In the right-hand menu, under Choose fields to add to report, drag the bold checkboxed Births down to the VALUES box in the lower right. You now have two columns, Unique Names and Count of Births (Excel has given this column the same default name it did before). Click the downward-facing black triangle to the right of Count of Births in the VALUES box, and select Value Field Settings from the context menu (the menu that pops up when you right-click). In the resulting dialogue box, change the highlighted Count to Sum.

Your new column’s header name is wrong, so click in its cell and type Number of Births (just “Births” would have been fine, but Excel won’t let you give a pivot chart column the same name as one of the columns it’s based on). A new line has been added to your pivot chart, but because the number of births is so much greater than the number of names, it’s compressed down to near the x-axis. The solution for this is to put it on a secondary y-axis. Click on the compressed series so it’s selected. Right-click and choose Format Data Series from the context menu. Then, choose the Secondary Axis radio button, and click the X in the top right of the Format Data Series panel to dismiss it. Now you should see this:

If you see something different, don’t panic. Go back and follow the steps closely, using this screen as a guide to what you should see.

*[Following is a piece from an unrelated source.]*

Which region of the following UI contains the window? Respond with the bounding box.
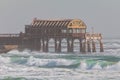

Let’s study the shapes of the Unique Names line (in blue in the figure above) and the Number of Births line (in orange above). They both have a generally increasing direction, as you would expect, and often move in tandem (especially from 1910 to 1935 and 1975 to 2000). The number of births increases rapidly during the Baby Boom starting around 1940, peaks around 1960, and peaks again around 1990 and 2005.

Another Sanity Check

Whenever possible, it’s a good idea to get a second opinion about data: you weren’t involved in its collection or curation, so you can’t vouch for its accuracy. Just because a government department publishes a dataset, doesn’t mean you should trust everything in it 100%. (Please believe me, I speak from experience!)

In this case, it’s easy to double-check. Googling the terms ‘California birth rate’ leads us to the California Department of Public Health, and documents such as this one -- http://www.cdph.ca.gov/data/statistics/Documents/VSC-2005-0201.pdf -- which show the same trends (after 1960, anyway, where the CDPH data starts) as in the Baby Names data. However, it appears that the overall number of births is greater in the CDPH records than in the dataset we’re working on. For example, in 1990, the Baby Names data shows about 550,000 births, while the CDPH shows 611,666.

That’s why it’s a good idea to know your dataset, and read up about how it was collected and what it contains (or what it leaves out). The background information given by the Social Security Administration about this dataset at http://www.ssa.gov/oact/babynames/background.html and http://www.ssa.gov/oact/babynames/limits.html points out that any names with fewer than five births is left out, to protect the privacy of the names’ holders. So it’s plausible that the 60,000 missing births split among people who shared their name with fewer than five other people.